The morning nightmares:
It happens to me in the early mornings. Somewhere, unleashed from the deep recesses of my mind, they grow and glow like an ivy tree. I wriggle and writhe in my bed, tossing and turning on my sides, affected by the scenes that run in my mind. My throat goes dry and my body pains and constricts.
I wake up. In the mildly lit ambiance of my bedroom, I am fully awake. The vivid scenes have left, but the tailing credits still are on my mind. I don’t react, but I know that I have been totally consumed by my participation in these scenes already.
The scenes are varied, but they reflect the problems in their worst-case scenarios in my life. The effects are vivid and so I wake up with blaring nostrils, a heaving chest, and sweating. My wife is on a carefree slumber.
I always wondered how I perform in these nightmares as if they are scenes shot as part of life as a movie. I think I am a lousy actor, but as a viewer, I am consumed. I hate this position. I don’t want to see this movie, but still here I am.
What do they mean?
I am not a dream whisperer or whatever they call that profession, but I endeavor not to think about them during the day. The day presents its own challenges, transactions, and situations, so life goes on.
I think the nightmares reflect the unresolved issues in my life, but they don’t provide a solution but act as reminders of where I should focus. The unresolved issues are there because I have not endeavored to act, but have been sweeping them under the proverbial carpet.

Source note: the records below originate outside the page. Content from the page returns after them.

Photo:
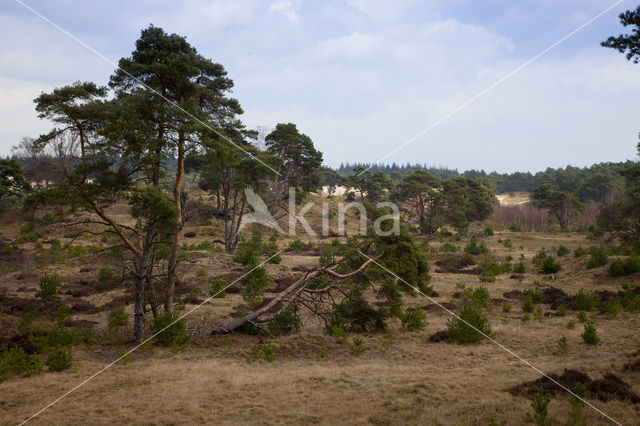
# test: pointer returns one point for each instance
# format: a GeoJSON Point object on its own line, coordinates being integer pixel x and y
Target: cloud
{"type": "Point", "coordinates": [288, 8]}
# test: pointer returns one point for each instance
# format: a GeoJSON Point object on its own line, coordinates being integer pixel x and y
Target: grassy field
{"type": "Point", "coordinates": [401, 377]}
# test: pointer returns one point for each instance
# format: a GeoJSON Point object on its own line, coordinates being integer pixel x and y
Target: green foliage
{"type": "Point", "coordinates": [518, 267]}
{"type": "Point", "coordinates": [540, 415]}
{"type": "Point", "coordinates": [105, 274]}
{"type": "Point", "coordinates": [628, 266]}
{"type": "Point", "coordinates": [254, 283]}
{"type": "Point", "coordinates": [476, 248]}
{"type": "Point", "coordinates": [590, 334]}
{"type": "Point", "coordinates": [297, 246]}
{"type": "Point", "coordinates": [585, 301]}
{"type": "Point", "coordinates": [563, 344]}
{"type": "Point", "coordinates": [268, 352]}
{"type": "Point", "coordinates": [272, 248]}
{"type": "Point", "coordinates": [562, 250]}
{"type": "Point", "coordinates": [284, 322]}
{"type": "Point", "coordinates": [448, 248]}
{"type": "Point", "coordinates": [357, 347]}
{"type": "Point", "coordinates": [170, 332]}
{"type": "Point", "coordinates": [580, 252]}
{"type": "Point", "coordinates": [59, 359]}
{"type": "Point", "coordinates": [117, 318]}
{"type": "Point", "coordinates": [598, 257]}
{"type": "Point", "coordinates": [414, 319]}
{"type": "Point", "coordinates": [16, 361]}
{"type": "Point", "coordinates": [216, 290]}
{"type": "Point", "coordinates": [549, 265]}
{"type": "Point", "coordinates": [48, 286]}
{"type": "Point", "coordinates": [470, 326]}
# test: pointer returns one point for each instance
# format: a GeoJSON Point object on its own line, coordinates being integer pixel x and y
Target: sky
{"type": "Point", "coordinates": [363, 77]}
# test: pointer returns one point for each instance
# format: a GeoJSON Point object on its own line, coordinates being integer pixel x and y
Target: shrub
{"type": "Point", "coordinates": [448, 248]}
{"type": "Point", "coordinates": [117, 318]}
{"type": "Point", "coordinates": [284, 322]}
{"type": "Point", "coordinates": [105, 274]}
{"type": "Point", "coordinates": [580, 252]}
{"type": "Point", "coordinates": [549, 265]}
{"type": "Point", "coordinates": [59, 359]}
{"type": "Point", "coordinates": [518, 267]}
{"type": "Point", "coordinates": [619, 267]}
{"type": "Point", "coordinates": [16, 361]}
{"type": "Point", "coordinates": [170, 333]}
{"type": "Point", "coordinates": [470, 326]}
{"type": "Point", "coordinates": [590, 334]}
{"type": "Point", "coordinates": [216, 289]}
{"type": "Point", "coordinates": [413, 319]}
{"type": "Point", "coordinates": [48, 286]}
{"type": "Point", "coordinates": [585, 301]}
{"type": "Point", "coordinates": [540, 416]}
{"type": "Point", "coordinates": [357, 348]}
{"type": "Point", "coordinates": [296, 246]}
{"type": "Point", "coordinates": [598, 257]}
{"type": "Point", "coordinates": [539, 257]}
{"type": "Point", "coordinates": [476, 248]}
{"type": "Point", "coordinates": [266, 352]}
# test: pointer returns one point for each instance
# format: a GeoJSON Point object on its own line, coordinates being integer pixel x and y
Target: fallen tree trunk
{"type": "Point", "coordinates": [230, 326]}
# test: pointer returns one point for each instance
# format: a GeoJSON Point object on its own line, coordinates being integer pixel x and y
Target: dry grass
{"type": "Point", "coordinates": [414, 381]}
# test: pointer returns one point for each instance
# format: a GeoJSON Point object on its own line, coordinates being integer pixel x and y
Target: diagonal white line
{"type": "Point", "coordinates": [489, 88]}
{"type": "Point", "coordinates": [500, 345]}
{"type": "Point", "coordinates": [172, 103]}
{"type": "Point", "coordinates": [145, 341]}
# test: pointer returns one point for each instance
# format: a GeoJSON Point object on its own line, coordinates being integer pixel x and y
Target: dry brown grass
{"type": "Point", "coordinates": [414, 381]}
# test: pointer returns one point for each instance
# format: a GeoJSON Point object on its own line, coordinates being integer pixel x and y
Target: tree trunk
{"type": "Point", "coordinates": [175, 245]}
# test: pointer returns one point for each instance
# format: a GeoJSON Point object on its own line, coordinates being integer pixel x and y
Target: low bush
{"type": "Point", "coordinates": [413, 319]}
{"type": "Point", "coordinates": [590, 334]}
{"type": "Point", "coordinates": [470, 326]}
{"type": "Point", "coordinates": [48, 286]}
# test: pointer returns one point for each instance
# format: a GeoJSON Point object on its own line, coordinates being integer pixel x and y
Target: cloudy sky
{"type": "Point", "coordinates": [361, 77]}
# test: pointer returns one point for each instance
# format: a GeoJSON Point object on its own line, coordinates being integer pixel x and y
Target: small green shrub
{"type": "Point", "coordinates": [470, 326]}
{"type": "Point", "coordinates": [580, 252]}
{"type": "Point", "coordinates": [357, 347]}
{"type": "Point", "coordinates": [284, 322]}
{"type": "Point", "coordinates": [590, 334]}
{"type": "Point", "coordinates": [585, 301]}
{"type": "Point", "coordinates": [117, 318]}
{"type": "Point", "coordinates": [105, 274]}
{"type": "Point", "coordinates": [549, 265]}
{"type": "Point", "coordinates": [267, 352]}
{"type": "Point", "coordinates": [518, 267]}
{"type": "Point", "coordinates": [598, 257]}
{"type": "Point", "coordinates": [474, 247]}
{"type": "Point", "coordinates": [48, 286]}
{"type": "Point", "coordinates": [448, 248]}
{"type": "Point", "coordinates": [413, 319]}
{"type": "Point", "coordinates": [169, 332]}
{"type": "Point", "coordinates": [59, 359]}
{"type": "Point", "coordinates": [216, 290]}
{"type": "Point", "coordinates": [540, 404]}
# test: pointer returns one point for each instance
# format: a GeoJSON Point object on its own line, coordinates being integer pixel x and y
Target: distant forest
{"type": "Point", "coordinates": [598, 182]}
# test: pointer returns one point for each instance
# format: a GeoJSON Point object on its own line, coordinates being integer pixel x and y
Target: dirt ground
{"type": "Point", "coordinates": [314, 379]}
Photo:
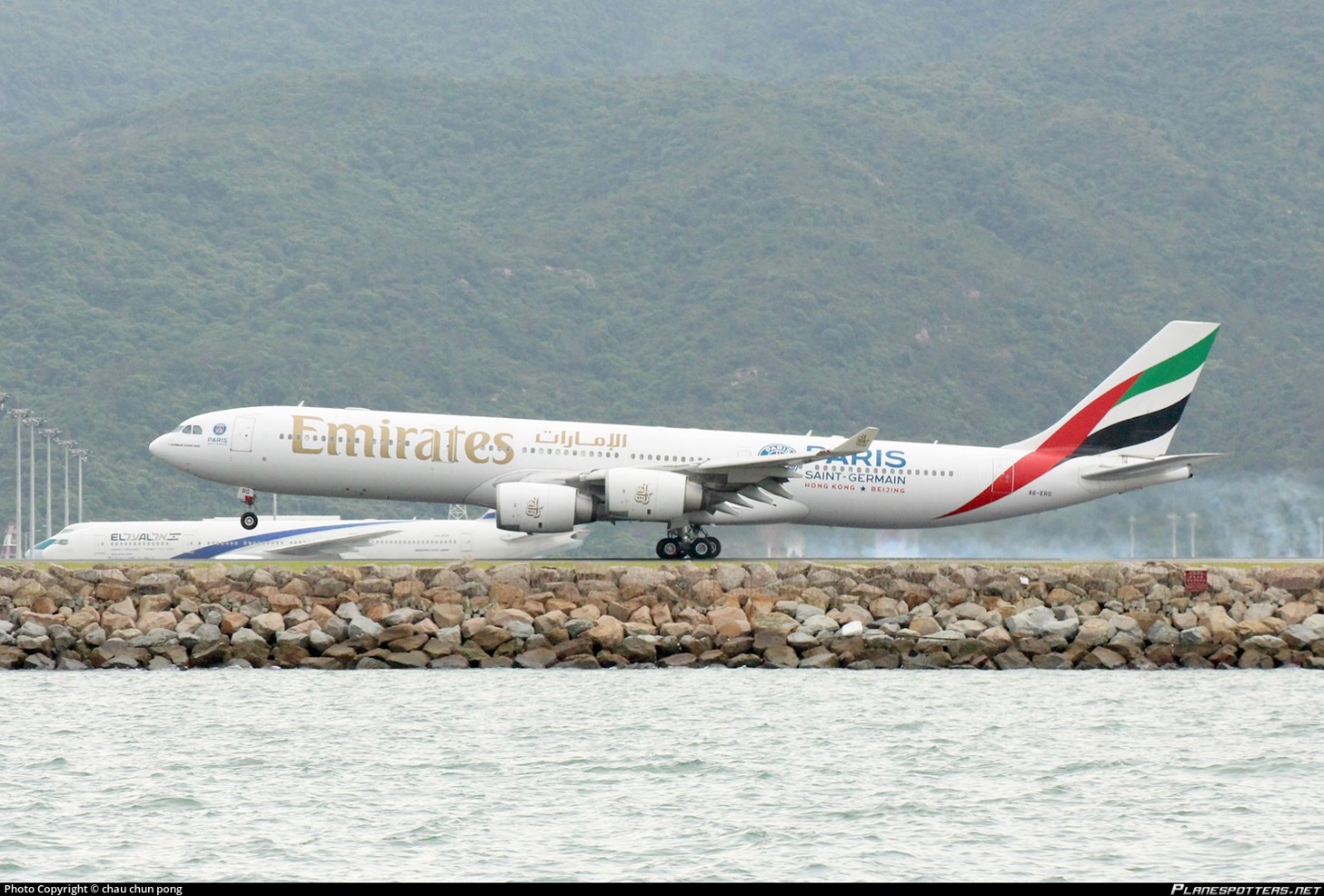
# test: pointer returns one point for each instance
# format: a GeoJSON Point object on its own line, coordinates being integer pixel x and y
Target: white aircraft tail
{"type": "Point", "coordinates": [1136, 409]}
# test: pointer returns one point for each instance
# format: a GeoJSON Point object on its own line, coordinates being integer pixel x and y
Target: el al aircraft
{"type": "Point", "coordinates": [301, 538]}
{"type": "Point", "coordinates": [544, 476]}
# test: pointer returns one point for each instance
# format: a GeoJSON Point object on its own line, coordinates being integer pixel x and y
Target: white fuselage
{"type": "Point", "coordinates": [298, 538]}
{"type": "Point", "coordinates": [357, 453]}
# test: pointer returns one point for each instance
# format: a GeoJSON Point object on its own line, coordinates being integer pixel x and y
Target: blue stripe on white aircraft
{"type": "Point", "coordinates": [546, 476]}
{"type": "Point", "coordinates": [301, 538]}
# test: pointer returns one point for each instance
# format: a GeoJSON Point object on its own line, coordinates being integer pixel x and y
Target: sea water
{"type": "Point", "coordinates": [660, 774]}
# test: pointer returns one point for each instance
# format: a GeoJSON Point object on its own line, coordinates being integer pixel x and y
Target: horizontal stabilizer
{"type": "Point", "coordinates": [1143, 467]}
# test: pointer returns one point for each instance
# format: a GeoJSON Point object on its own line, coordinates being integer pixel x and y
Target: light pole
{"type": "Point", "coordinates": [82, 456]}
{"type": "Point", "coordinates": [32, 424]}
{"type": "Point", "coordinates": [50, 431]}
{"type": "Point", "coordinates": [19, 416]}
{"type": "Point", "coordinates": [67, 444]}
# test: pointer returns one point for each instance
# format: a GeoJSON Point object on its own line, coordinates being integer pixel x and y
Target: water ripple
{"type": "Point", "coordinates": [706, 774]}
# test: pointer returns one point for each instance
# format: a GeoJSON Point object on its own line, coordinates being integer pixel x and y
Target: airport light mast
{"type": "Point", "coordinates": [50, 431]}
{"type": "Point", "coordinates": [67, 445]}
{"type": "Point", "coordinates": [32, 424]}
{"type": "Point", "coordinates": [82, 456]}
{"type": "Point", "coordinates": [19, 416]}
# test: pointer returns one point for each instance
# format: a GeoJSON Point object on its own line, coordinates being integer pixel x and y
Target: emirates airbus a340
{"type": "Point", "coordinates": [543, 476]}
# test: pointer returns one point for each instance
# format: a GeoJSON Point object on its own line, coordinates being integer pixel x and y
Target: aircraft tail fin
{"type": "Point", "coordinates": [1136, 409]}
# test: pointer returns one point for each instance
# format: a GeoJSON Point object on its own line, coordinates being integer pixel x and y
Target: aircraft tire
{"type": "Point", "coordinates": [671, 550]}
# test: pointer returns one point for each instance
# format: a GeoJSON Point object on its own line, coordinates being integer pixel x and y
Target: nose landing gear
{"type": "Point", "coordinates": [248, 519]}
{"type": "Point", "coordinates": [689, 541]}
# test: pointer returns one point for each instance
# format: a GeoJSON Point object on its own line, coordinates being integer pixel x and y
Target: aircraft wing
{"type": "Point", "coordinates": [315, 548]}
{"type": "Point", "coordinates": [767, 470]}
{"type": "Point", "coordinates": [1142, 467]}
{"type": "Point", "coordinates": [727, 481]}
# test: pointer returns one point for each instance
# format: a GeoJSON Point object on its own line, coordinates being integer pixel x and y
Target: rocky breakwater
{"type": "Point", "coordinates": [591, 615]}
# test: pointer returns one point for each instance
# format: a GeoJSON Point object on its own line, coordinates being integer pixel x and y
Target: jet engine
{"type": "Point", "coordinates": [653, 495]}
{"type": "Point", "coordinates": [541, 507]}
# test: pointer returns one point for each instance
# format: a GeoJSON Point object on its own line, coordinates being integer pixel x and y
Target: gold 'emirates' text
{"type": "Point", "coordinates": [315, 436]}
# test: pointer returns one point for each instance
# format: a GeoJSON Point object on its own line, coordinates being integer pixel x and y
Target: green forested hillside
{"type": "Point", "coordinates": [955, 250]}
{"type": "Point", "coordinates": [67, 60]}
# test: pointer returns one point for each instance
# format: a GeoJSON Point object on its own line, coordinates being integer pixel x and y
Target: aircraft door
{"type": "Point", "coordinates": [243, 439]}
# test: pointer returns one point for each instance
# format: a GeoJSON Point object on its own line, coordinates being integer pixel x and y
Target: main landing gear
{"type": "Point", "coordinates": [249, 519]}
{"type": "Point", "coordinates": [689, 541]}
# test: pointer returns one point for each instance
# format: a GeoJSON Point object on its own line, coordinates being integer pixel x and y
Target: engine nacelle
{"type": "Point", "coordinates": [541, 507]}
{"type": "Point", "coordinates": [653, 495]}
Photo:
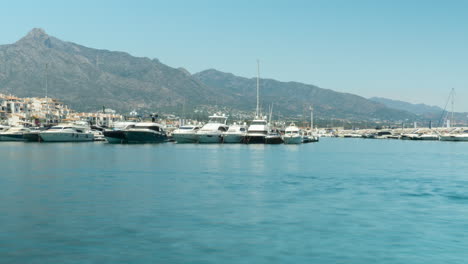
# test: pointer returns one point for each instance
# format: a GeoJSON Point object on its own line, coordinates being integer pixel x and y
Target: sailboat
{"type": "Point", "coordinates": [258, 129]}
{"type": "Point", "coordinates": [309, 134]}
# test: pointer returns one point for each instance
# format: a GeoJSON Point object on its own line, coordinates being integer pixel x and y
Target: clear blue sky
{"type": "Point", "coordinates": [409, 50]}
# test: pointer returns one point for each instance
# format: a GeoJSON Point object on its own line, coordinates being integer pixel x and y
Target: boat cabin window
{"type": "Point", "coordinates": [217, 119]}
{"type": "Point", "coordinates": [155, 128]}
{"type": "Point", "coordinates": [258, 131]}
{"type": "Point", "coordinates": [262, 122]}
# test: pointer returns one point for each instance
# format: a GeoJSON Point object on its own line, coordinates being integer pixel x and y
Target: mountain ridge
{"type": "Point", "coordinates": [87, 79]}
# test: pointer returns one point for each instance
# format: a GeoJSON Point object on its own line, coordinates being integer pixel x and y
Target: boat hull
{"type": "Point", "coordinates": [273, 140]}
{"type": "Point", "coordinates": [32, 137]}
{"type": "Point", "coordinates": [185, 138]}
{"type": "Point", "coordinates": [454, 138]}
{"type": "Point", "coordinates": [292, 140]}
{"type": "Point", "coordinates": [209, 138]}
{"type": "Point", "coordinates": [233, 138]}
{"type": "Point", "coordinates": [139, 137]}
{"type": "Point", "coordinates": [255, 139]}
{"type": "Point", "coordinates": [11, 137]}
{"type": "Point", "coordinates": [115, 137]}
{"type": "Point", "coordinates": [66, 137]}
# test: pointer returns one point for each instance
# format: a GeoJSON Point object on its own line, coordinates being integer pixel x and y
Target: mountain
{"type": "Point", "coordinates": [418, 109]}
{"type": "Point", "coordinates": [87, 79]}
{"type": "Point", "coordinates": [425, 112]}
{"type": "Point", "coordinates": [294, 97]}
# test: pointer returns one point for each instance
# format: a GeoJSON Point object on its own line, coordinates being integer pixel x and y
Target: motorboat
{"type": "Point", "coordinates": [13, 134]}
{"type": "Point", "coordinates": [426, 137]}
{"type": "Point", "coordinates": [212, 132]}
{"type": "Point", "coordinates": [309, 137]}
{"type": "Point", "coordinates": [235, 134]}
{"type": "Point", "coordinates": [67, 133]}
{"type": "Point", "coordinates": [186, 134]}
{"type": "Point", "coordinates": [116, 134]}
{"type": "Point", "coordinates": [292, 135]}
{"type": "Point", "coordinates": [145, 132]}
{"type": "Point", "coordinates": [258, 128]}
{"type": "Point", "coordinates": [33, 134]}
{"type": "Point", "coordinates": [98, 135]}
{"type": "Point", "coordinates": [273, 137]}
{"type": "Point", "coordinates": [409, 136]}
{"type": "Point", "coordinates": [383, 135]}
{"type": "Point", "coordinates": [257, 131]}
{"type": "Point", "coordinates": [455, 137]}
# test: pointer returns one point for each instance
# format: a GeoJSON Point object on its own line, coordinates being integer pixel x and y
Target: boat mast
{"type": "Point", "coordinates": [453, 99]}
{"type": "Point", "coordinates": [311, 118]}
{"type": "Point", "coordinates": [257, 113]}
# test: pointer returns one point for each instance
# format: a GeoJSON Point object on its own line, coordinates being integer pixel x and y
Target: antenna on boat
{"type": "Point", "coordinates": [46, 79]}
{"type": "Point", "coordinates": [311, 108]}
{"type": "Point", "coordinates": [257, 113]}
{"type": "Point", "coordinates": [453, 101]}
{"type": "Point", "coordinates": [445, 114]}
{"type": "Point", "coordinates": [271, 113]}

Even the carpet is bulging, and therefore the nightmares occur again. Each time is a new dream or an old dream recast into a new form. But I am a lousy actor with so many gigs. Forget it, I don’t want to act in these scenes, even if I were to be paid.
If I don’t want to be part of these, I have to face them during the day.
How they have consumed me?
The acting in nightmarish scenes has cost me my sleep and appetite. I have stopped running and yoga, but instead, drag myself from bed to my writing table with some effort. But somewhere, like a podgy hamster on a wheel, I find that incredible solace in the writing.
Of late, Netflix has crept in, eating into the time that I would be writing or reading, but the effect is that I suffer from indigestion and a puffy stomach.
Of course, add COVID to this; I got infected and it took almost 3 weeks for me to recover. But when my every breath is an effort, and I focus on taking it slow, from one breath to another, I learn to be patient. The pain comes when I breathe in, and goes when I breathe out.
Existential question:
Inside me, through these last months of 2021, questions around raison d’etre started to grow. My mother passed away, adding this compounding feeling of purposelessness. I wrote the long story ‘the End of Innocence’, as part of my manuscript for the next one in the ‘A City Full of Stories’ series, which made me clutch to life, as I wrote about characters that exploit the trust of the family as means to their own ends, and I got the answer I wanted.
My existential purpose was my family. In fact, my three families. One is the family by birth and knot, the other through business, and the third family, my readers. As I am on my next manuscript, which explores characters in a mythological epic on their prejudices and predicaments in situations that the normal storytellers have avoided.
Nobody is a hero or a superhero, but a character with their own fallacies, yet if somebody prevails it is an act of heroism. A hero is not wholesome, but with flaws and it is fair upon them that they don’t have to carry the burden of perfectionism. However the faithful would eulogize, it is the human that can connect with another, as long as they understand that their ‘heroes’ or ‘Gods’ are flawed and vulnerable, and not ‘plastic’ perfect.
I find purpose in unshackling the heroes of their burden, yet we can see their acts of decision-making while being predicated with complexities, that define their character. This act of shining the mirror on the heroes gives me wings in my writings, and there lies in my role in those nightmarish gigs. I am flawed and vulnerable too, but I don’t need to be consumed about the flaws, but if I accept them, then I am just a character.
My heroes – Nah, characters – have taught this valuable lesson to me:
I am a character in my story, but not a hero. I may have heroic thoughts and acts, but as a character, I remain.
It connects back to my earlier article; ‘The Wisdom of Nothing’, where we can remain a character and that is fine.